Enduring remission from schizophrenia an achievable goal


Free abstract

medwireNews: Most schizophrenia patients who adhere to antipsychotics can expect to reach a full symptomatic remission within the first year of maintenance treatment following a first episode, researchers report.

They note, however, that this symptomatic remission is often temporary. "Only about 60% of patients who are treated for 6 months or more reach enduring remission," they say.

For those patients who do achieve enduring remission - symptomatic remission for at least 6 months - the outcome appears good, with Wolfgang Gaebel (Heinrich-Heine-University, Dusseldorf, Germany) and team finding most maintained this status throughout the year following a first episode.

The researchers analyzed the outcomes of 166 patients with a first episode of schizophrenia who were participating in a trial by the German Research Network on Schizophrenia. The patients were in their first year of maintenance antipsychotic treatment following an acute 8-week treatment phase.

Within the year, 152 (91.5%) patients achieved symptomatic remission, defined as a score of 3 or lower for the following Positive and Negative Syndrome Scale (PANSS) items: P1 (delusions), P2 (conceptual disorganization), P3 (hallucinatory behavior), N1 (blunted affect), N4 (passive/apathetic and social withdrawal), N6 (lack of spontaneity and flow of conversation), G5 (mannerisms and posturing), and G9 (unusual thought content).

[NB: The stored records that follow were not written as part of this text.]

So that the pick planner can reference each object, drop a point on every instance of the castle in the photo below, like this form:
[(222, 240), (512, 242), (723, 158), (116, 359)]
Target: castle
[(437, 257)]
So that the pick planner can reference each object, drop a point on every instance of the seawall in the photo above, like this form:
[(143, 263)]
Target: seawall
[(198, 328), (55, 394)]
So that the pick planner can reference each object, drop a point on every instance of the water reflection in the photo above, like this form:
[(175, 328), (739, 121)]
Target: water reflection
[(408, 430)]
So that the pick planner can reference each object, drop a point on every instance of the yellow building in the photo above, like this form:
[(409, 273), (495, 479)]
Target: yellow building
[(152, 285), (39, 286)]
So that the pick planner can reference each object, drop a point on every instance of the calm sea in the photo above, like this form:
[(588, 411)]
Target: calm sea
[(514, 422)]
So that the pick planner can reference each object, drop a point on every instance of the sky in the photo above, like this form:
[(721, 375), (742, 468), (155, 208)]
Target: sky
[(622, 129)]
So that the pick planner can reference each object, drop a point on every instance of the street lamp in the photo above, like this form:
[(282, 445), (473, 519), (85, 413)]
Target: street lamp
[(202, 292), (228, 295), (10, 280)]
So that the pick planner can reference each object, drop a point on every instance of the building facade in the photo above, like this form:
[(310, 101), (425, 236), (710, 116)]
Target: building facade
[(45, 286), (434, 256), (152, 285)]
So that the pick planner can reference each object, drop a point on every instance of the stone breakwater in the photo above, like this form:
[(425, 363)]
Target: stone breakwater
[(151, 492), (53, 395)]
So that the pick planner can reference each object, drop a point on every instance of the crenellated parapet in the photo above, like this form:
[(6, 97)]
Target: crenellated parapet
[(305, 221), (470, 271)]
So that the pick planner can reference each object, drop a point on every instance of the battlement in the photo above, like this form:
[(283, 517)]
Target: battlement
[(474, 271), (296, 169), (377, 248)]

Of these patients, 104 (68.4%) had already reached symptomatic remission by the end of the 8 weeks of acute treatment and as a result were in remission on entry to the 1-year study.

The researchers note in Schizophrenia Research, however, that symptoms worsened in 69.1% of the patients in remission, with some symptoms returning to threshold levels meaning the patients were no longer considered to be in remission.

In all, 111 patients remained in the 1-year maintenance phase of the study for at least 6 months, 65 (58.6%) of whom reached enduring remission, which corresponds to 39.2% of the total sample.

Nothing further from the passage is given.